He glanced toward Cliff who was keeping apart from them and added: “Now we would have food and then we would be alone and I will speak of this matter of the corn to Chasca.”

“It shall be so,” replied the priest and issued orders to the girls who began to busy themselves bringing rude tables and utensils into the small antechamber of the temple where they were to be quartered.

“And if there are those who are sick,” went on Bill, “name them to me that Chasca may be asked to smile toward them and, if it is his purpose, lift them from the ground.”

“There is one—but he is only a pale and worthless one, not of our tribe, though quite a scholar.

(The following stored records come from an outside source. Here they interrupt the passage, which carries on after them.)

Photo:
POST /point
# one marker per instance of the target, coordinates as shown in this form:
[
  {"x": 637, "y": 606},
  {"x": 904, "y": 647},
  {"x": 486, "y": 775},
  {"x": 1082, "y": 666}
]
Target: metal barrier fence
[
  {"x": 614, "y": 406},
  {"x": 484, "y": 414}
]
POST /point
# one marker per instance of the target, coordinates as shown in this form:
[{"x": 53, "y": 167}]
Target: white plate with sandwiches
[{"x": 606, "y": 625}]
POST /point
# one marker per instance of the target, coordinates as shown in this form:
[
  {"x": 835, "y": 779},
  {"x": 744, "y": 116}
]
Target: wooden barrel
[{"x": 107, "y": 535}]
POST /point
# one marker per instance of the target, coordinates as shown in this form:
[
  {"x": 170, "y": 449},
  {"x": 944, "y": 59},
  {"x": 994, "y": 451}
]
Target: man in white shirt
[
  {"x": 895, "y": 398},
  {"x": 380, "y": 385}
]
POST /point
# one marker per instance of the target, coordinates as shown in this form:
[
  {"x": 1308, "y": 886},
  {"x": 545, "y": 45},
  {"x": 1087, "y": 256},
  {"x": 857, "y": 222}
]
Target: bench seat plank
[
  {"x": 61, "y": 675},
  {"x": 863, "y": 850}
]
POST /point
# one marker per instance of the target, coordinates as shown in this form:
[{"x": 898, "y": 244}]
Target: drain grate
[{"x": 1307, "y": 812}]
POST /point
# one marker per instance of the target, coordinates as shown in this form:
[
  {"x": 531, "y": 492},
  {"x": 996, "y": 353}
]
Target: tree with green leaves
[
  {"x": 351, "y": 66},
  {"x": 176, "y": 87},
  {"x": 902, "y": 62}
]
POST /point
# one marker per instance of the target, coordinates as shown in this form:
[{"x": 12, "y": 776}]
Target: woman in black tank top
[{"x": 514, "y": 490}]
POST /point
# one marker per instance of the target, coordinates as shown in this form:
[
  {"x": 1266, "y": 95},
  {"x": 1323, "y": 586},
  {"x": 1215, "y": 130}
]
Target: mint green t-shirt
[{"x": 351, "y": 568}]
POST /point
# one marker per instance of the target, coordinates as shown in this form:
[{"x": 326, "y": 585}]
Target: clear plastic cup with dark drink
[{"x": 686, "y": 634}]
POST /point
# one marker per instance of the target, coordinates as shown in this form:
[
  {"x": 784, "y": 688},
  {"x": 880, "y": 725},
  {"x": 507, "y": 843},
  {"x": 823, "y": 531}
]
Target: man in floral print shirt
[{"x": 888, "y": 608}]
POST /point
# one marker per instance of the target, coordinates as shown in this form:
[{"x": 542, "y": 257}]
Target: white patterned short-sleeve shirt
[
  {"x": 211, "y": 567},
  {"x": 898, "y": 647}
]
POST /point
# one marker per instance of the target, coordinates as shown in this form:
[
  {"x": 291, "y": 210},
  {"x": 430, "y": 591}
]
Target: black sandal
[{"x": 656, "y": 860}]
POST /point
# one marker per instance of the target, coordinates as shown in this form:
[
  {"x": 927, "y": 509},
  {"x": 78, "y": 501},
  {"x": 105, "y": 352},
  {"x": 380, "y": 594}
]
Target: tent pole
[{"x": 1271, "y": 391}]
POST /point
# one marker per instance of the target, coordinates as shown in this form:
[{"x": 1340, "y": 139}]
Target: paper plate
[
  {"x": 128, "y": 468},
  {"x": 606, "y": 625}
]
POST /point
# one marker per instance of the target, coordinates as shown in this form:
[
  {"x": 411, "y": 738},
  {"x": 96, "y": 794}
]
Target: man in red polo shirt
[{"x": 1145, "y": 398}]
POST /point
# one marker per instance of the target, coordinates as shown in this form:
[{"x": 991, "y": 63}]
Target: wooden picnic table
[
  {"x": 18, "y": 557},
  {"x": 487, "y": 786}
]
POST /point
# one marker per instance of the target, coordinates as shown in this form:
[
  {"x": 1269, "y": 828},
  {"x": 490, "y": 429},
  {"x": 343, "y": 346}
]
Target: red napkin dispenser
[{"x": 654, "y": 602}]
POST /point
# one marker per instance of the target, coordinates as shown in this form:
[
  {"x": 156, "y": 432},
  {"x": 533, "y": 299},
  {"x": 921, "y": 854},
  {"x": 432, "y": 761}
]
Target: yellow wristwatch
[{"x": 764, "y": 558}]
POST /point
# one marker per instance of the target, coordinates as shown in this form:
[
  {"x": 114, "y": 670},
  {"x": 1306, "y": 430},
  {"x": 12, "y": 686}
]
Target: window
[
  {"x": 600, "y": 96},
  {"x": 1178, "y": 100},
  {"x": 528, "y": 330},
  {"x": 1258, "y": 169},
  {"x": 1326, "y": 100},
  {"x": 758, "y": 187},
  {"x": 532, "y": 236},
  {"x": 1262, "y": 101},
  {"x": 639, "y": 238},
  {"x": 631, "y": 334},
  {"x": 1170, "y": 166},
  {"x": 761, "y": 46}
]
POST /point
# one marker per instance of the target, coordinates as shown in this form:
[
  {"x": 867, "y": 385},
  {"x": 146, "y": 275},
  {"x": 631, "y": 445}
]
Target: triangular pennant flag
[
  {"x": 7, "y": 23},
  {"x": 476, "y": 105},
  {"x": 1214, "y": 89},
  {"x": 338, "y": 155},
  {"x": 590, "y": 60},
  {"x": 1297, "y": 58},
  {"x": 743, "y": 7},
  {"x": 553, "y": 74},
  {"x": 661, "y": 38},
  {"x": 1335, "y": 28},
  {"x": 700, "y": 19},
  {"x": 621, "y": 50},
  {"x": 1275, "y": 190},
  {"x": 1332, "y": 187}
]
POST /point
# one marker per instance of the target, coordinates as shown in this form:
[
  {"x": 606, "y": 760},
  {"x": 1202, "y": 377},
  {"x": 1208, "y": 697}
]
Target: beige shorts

But first, O, servant speak of our corn.”

“It shall be so,” said Bill. “Now—leave us.”

While they ate strange meats and other food from dishes of silver and gold, served by the maidens, Bill told Cliff that he knew that the father they had come to help was alive. They were all glad and anxious to find a way to see him.

“I wonder why those girls keep tittering, and looking at Nicky,” said Tom as the dishes were cleared away.

Bill, smiling to himself, beckoned to one and said a few words in quichua. The girl giggled, quite like any girl, put her finger to her lips shyly and then whispered a swift word and fled.

Bill broke into a hearty laugh.

“All right for you!” grumbled Nicky. “They have some joke about me. If you don’t want to tell——”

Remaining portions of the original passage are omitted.